Genome-wide searches in animal models have identified a number of quantitative trait loci (QTL) that associate with susceptibility to experimental lung injury. A QTL on chromosome 4 that contains the gene for the toll-like receptor 4 is associated with ozone-induced injury in animal models [26]. An association between ozone and nickel induces lung injury, and a region of chromosome 6 that contains genes for pro-inflammatory cytokines, as well as HLA, has also been reported in animal models. Similarly, nickel sulfate (NiSO4)-induced ALI in rat models is controlled by at least five genes, including aquaporin 1, transforming growth factor-α (TGF-α), and surfactant protein B [27].

Gene expression studies

Researchers at the Hopgene Programs for Genomic Applications and other investigators have used micro-arrays to study gene expression profiles in animal models subject to mechanical stress and in human endothelial cells subject to stretch in vitro. These investigators reported up-regulation in the expression of multiple genes involved in the immune response, including chemotaxis, cell proliferation, inflammatory responses, and coagulation genes for PAI-1, tissue factor precursor, and fibrinogen-α [28].

Candidate gene association studies

Much of the genetic variation between individuals lies in differences known as single-nucleotide polymorphisms (SNPs). Polymorphisms are variant forms of genes that occur in at least 1% of the population. Associations between susceptibility to and severity of ALI and polymorphisms encoding cytokines and other mediators of inflammation have been reported in a number of association studies [29, 30, 31, 32, 33, 34, 35, 36, 37, 38, 39, 40, 41] (Table 1). Results of these studies suggest that it is unlikely that a single gene or SNP will explain the diversity in risk, clinical manifestations (diverse phenotypes) and outcomes of ALI. ALI is probably a disease with genetic heterogeneity involving a number of genes at different loci with interactions both within the multiple genes and with environmental factors that predispose to the development of the clinical disorder. Based on our prior work and that of other investigators [16, 20, 21, 22, 23, 42], we hypothesize that genes encoding for the mediators of the coagulation pathways have a strong biological plausibility for a significant role in the susceptibility to and clinical severity of ALI.

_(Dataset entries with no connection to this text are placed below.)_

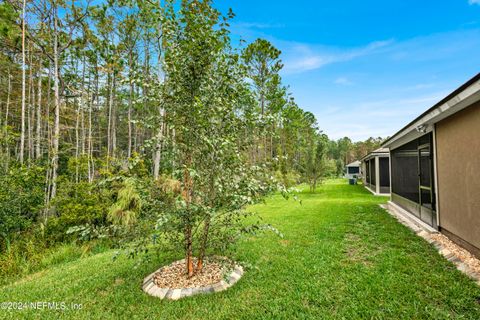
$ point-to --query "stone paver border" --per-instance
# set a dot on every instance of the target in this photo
(427, 235)
(152, 289)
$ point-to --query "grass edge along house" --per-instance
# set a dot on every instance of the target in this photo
(435, 162)
(352, 170)
(376, 171)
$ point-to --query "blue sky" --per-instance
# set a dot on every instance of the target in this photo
(366, 68)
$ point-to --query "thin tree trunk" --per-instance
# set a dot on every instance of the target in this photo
(39, 112)
(7, 107)
(187, 195)
(56, 131)
(30, 111)
(22, 130)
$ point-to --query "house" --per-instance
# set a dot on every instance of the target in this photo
(434, 164)
(353, 170)
(376, 171)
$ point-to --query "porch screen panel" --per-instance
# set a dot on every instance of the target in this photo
(384, 172)
(405, 171)
(373, 179)
(367, 171)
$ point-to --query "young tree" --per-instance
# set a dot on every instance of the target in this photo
(203, 86)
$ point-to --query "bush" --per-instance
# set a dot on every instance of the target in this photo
(21, 200)
(78, 204)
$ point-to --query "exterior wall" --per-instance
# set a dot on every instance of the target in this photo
(458, 163)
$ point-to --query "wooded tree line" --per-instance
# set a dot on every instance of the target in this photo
(153, 90)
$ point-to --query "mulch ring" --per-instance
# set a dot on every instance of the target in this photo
(172, 282)
(174, 276)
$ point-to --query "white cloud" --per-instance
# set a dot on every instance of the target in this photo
(302, 57)
(343, 81)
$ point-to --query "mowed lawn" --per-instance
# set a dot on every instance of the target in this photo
(342, 257)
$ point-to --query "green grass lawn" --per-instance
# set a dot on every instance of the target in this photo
(341, 257)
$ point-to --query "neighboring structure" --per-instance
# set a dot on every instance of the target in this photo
(376, 171)
(435, 163)
(353, 170)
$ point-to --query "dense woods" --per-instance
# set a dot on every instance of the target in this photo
(124, 119)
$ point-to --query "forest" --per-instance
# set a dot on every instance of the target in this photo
(124, 122)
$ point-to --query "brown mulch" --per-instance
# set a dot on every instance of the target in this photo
(174, 276)
(463, 255)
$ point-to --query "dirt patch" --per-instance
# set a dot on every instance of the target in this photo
(356, 251)
(463, 255)
(174, 276)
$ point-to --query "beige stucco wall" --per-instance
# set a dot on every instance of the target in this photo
(458, 163)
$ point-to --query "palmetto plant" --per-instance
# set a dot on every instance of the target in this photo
(125, 210)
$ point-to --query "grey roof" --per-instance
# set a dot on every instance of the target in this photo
(455, 94)
(354, 164)
(378, 152)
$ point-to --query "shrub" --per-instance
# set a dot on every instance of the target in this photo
(21, 200)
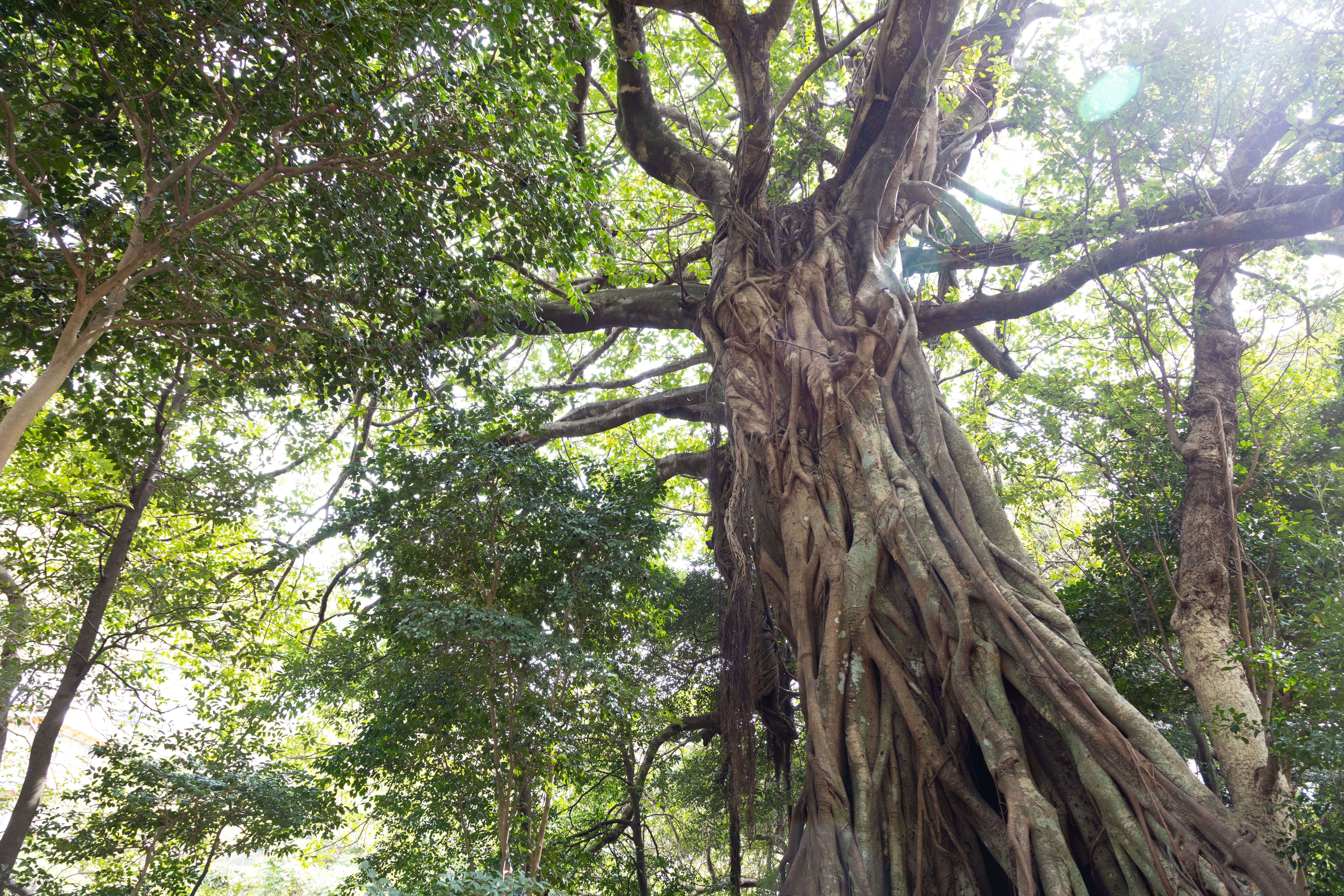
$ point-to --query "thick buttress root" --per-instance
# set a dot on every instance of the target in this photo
(960, 737)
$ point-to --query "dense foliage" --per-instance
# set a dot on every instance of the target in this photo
(306, 527)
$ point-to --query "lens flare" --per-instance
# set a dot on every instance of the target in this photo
(1111, 93)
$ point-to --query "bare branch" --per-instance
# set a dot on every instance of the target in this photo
(596, 354)
(601, 417)
(643, 308)
(812, 68)
(998, 358)
(986, 199)
(694, 465)
(1279, 222)
(643, 131)
(703, 358)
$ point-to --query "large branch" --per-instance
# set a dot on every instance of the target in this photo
(693, 465)
(998, 358)
(642, 128)
(601, 417)
(671, 367)
(1202, 205)
(1257, 225)
(647, 308)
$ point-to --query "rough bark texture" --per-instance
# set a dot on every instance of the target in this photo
(81, 653)
(1209, 571)
(960, 737)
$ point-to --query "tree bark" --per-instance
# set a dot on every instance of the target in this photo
(1210, 559)
(11, 664)
(83, 651)
(960, 737)
(635, 793)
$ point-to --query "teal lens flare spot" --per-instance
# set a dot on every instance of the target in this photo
(1111, 93)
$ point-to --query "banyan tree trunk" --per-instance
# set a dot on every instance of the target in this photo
(960, 735)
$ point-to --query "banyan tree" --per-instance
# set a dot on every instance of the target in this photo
(960, 735)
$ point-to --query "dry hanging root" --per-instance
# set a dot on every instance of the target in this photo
(960, 737)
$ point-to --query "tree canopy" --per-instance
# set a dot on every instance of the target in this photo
(510, 448)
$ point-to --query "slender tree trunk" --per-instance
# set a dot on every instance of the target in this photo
(10, 664)
(1209, 581)
(636, 797)
(960, 737)
(30, 404)
(83, 649)
(546, 815)
(210, 860)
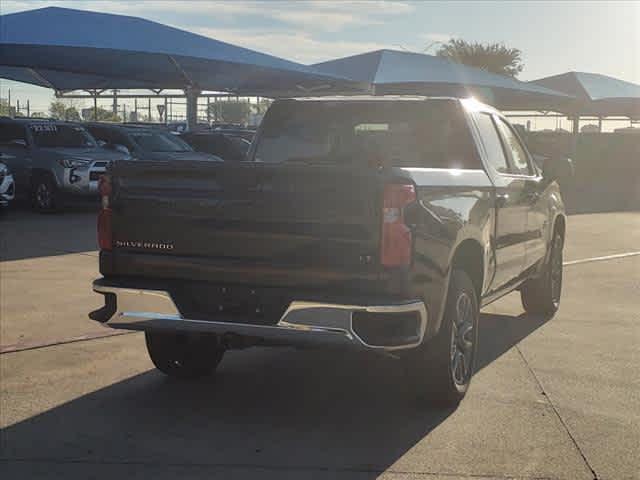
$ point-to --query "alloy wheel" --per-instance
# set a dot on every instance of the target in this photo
(556, 270)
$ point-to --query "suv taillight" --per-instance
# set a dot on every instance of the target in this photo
(396, 241)
(104, 217)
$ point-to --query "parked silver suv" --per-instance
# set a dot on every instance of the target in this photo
(7, 186)
(52, 160)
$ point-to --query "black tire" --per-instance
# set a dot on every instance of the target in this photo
(44, 194)
(435, 369)
(184, 356)
(541, 295)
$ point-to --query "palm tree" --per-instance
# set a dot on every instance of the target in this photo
(492, 57)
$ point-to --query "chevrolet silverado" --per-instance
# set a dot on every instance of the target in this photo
(379, 223)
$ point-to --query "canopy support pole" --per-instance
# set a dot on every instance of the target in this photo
(192, 95)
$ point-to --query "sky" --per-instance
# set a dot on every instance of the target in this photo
(554, 37)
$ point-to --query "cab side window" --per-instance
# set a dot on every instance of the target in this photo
(495, 153)
(519, 158)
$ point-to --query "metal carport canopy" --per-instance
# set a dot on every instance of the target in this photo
(597, 94)
(70, 49)
(398, 72)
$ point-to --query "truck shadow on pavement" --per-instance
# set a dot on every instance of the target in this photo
(277, 411)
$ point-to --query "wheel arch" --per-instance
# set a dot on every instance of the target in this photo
(469, 256)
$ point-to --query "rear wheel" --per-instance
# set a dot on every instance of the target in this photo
(44, 194)
(184, 356)
(441, 369)
(541, 295)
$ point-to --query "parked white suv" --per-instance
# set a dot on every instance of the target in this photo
(7, 186)
(52, 161)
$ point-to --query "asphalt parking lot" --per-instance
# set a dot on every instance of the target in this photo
(556, 399)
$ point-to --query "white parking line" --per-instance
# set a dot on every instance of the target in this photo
(601, 259)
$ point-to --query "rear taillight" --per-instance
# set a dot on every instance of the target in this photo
(104, 217)
(395, 247)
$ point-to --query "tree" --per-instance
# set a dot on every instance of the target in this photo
(60, 111)
(492, 57)
(230, 112)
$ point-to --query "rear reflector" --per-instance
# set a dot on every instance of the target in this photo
(396, 244)
(104, 229)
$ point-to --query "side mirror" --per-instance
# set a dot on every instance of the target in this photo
(18, 143)
(558, 168)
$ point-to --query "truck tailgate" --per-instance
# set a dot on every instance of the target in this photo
(246, 222)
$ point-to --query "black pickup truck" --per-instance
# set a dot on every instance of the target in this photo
(380, 223)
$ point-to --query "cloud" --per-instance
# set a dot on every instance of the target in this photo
(328, 16)
(279, 42)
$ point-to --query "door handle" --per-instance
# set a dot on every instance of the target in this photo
(533, 196)
(501, 199)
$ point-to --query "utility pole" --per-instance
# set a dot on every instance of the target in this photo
(115, 102)
(166, 111)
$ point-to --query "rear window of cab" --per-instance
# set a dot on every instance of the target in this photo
(429, 134)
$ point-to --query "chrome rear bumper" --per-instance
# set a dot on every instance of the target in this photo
(303, 323)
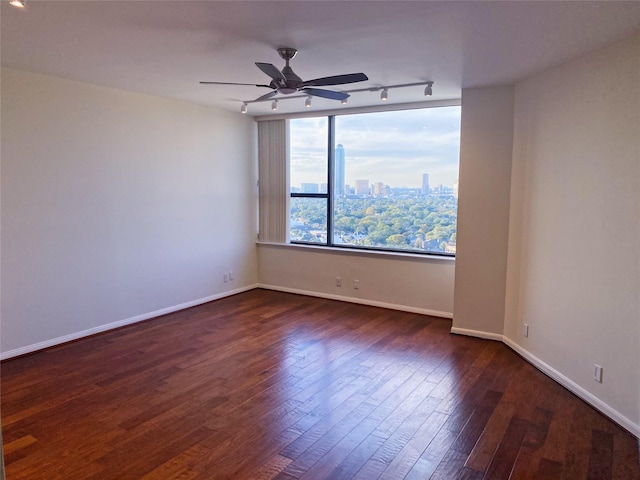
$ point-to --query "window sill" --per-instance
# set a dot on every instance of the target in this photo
(354, 252)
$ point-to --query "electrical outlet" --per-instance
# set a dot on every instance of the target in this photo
(597, 373)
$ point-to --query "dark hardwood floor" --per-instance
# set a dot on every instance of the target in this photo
(271, 385)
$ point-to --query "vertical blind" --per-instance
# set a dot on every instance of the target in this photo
(272, 171)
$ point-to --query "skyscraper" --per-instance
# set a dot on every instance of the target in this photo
(339, 170)
(425, 184)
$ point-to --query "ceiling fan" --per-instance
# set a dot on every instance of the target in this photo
(287, 82)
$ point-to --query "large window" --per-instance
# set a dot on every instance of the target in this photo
(384, 181)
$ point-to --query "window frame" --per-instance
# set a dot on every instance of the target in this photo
(329, 194)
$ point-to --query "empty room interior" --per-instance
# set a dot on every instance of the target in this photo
(320, 239)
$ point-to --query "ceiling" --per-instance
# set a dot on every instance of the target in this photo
(164, 48)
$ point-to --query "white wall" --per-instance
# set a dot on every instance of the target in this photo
(117, 206)
(574, 240)
(412, 283)
(483, 210)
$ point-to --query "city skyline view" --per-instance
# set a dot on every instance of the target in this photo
(393, 148)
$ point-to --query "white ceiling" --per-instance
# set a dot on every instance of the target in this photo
(164, 48)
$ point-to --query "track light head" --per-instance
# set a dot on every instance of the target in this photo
(428, 91)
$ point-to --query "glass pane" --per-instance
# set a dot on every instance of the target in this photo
(308, 143)
(396, 179)
(308, 220)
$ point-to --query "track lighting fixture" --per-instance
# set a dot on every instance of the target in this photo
(428, 91)
(383, 89)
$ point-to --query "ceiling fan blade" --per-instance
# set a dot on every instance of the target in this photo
(317, 92)
(336, 80)
(272, 71)
(266, 96)
(234, 83)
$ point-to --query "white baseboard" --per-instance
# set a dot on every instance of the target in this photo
(563, 380)
(572, 386)
(120, 323)
(477, 333)
(535, 361)
(360, 301)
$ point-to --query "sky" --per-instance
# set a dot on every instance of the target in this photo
(394, 148)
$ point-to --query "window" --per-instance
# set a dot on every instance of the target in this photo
(383, 181)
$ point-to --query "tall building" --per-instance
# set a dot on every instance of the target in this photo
(362, 187)
(339, 170)
(425, 184)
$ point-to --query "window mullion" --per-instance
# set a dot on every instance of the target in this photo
(330, 177)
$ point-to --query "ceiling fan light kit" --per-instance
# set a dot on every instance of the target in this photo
(287, 83)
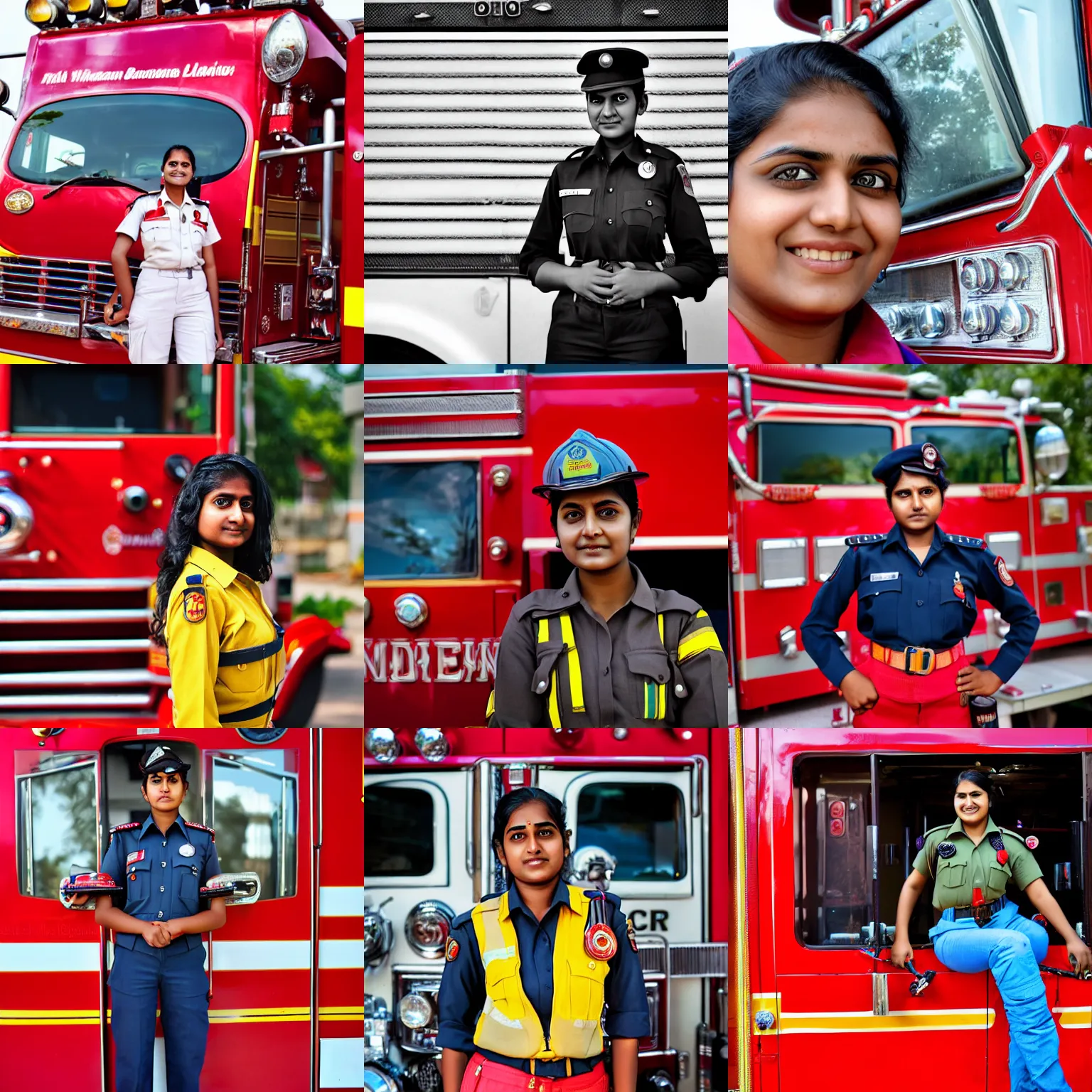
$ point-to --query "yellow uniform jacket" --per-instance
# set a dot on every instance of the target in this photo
(225, 651)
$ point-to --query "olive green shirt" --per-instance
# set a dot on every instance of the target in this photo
(974, 866)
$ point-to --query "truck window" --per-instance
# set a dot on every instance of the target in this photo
(421, 520)
(256, 816)
(642, 825)
(974, 454)
(958, 109)
(112, 399)
(397, 825)
(805, 454)
(79, 136)
(55, 804)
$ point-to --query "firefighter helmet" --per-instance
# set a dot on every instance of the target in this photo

Table 1 Association studies of genetic polymorphisms and ALI

The study of genetic factors

Genetic factors traditionally have been studied using either positional cloning or focused candidate gene approaches. Positional cloning approaches have most often entailed genome-wide linkage studies of families with multiple affected individuals. Since the precipitating event to ALI tends to be individual-specific, it is not suitable for family-based study designs.

More recently, genome-wide association studies of unrelated individuals have been used as well. However, these studies are hypothesis generating because they lead to the identification of a limited set of genes, which can then be further studied. It is also possible to begin with a candidate gene approach, evaluating the association between genetic variants and disease directly. The first step is to identify genotypes a priori, based on the results of previous positional cloning studies or biological plausibility, and then study the association of specific polymorphisms with the phenotype of interest (mild versus severe disease or the presence or absence of disease). Some of the important considerations (challenges) encountered in the design and interpretation of genetic association studies are detailed in the next section.

Considerations in the design of association studies

Candidate genes

The first step in the design of association studies is the selection of the most appropriate candidate genes. Knowledge of the gene and SNP function is mandatory for the appropriate design and interpretation of candidate gene association studies. Investigators usually rely on making an assessment of the function of a candidate gene or SNP from previous work and published literature  [43].

A number of SNPs and haplotypes in the genes encoding for mediators of protein C and fibrinolytic components of the coagulation pathway alter levels of their respective mediators. Some of these polymorphisms and SNPs are relatively common in the general population (MAF > 5%) and have been associated with specific disease phenotypes of disordered coagulation (Table 2) [44, 45, 46, 47, 48, 49, 50]. However, there are other less frequent but well-described mutations and polymorphisms in the coagulation pathway, which may also have a role in ALI due to their effect on the coagulation cascade [51, 52, 53].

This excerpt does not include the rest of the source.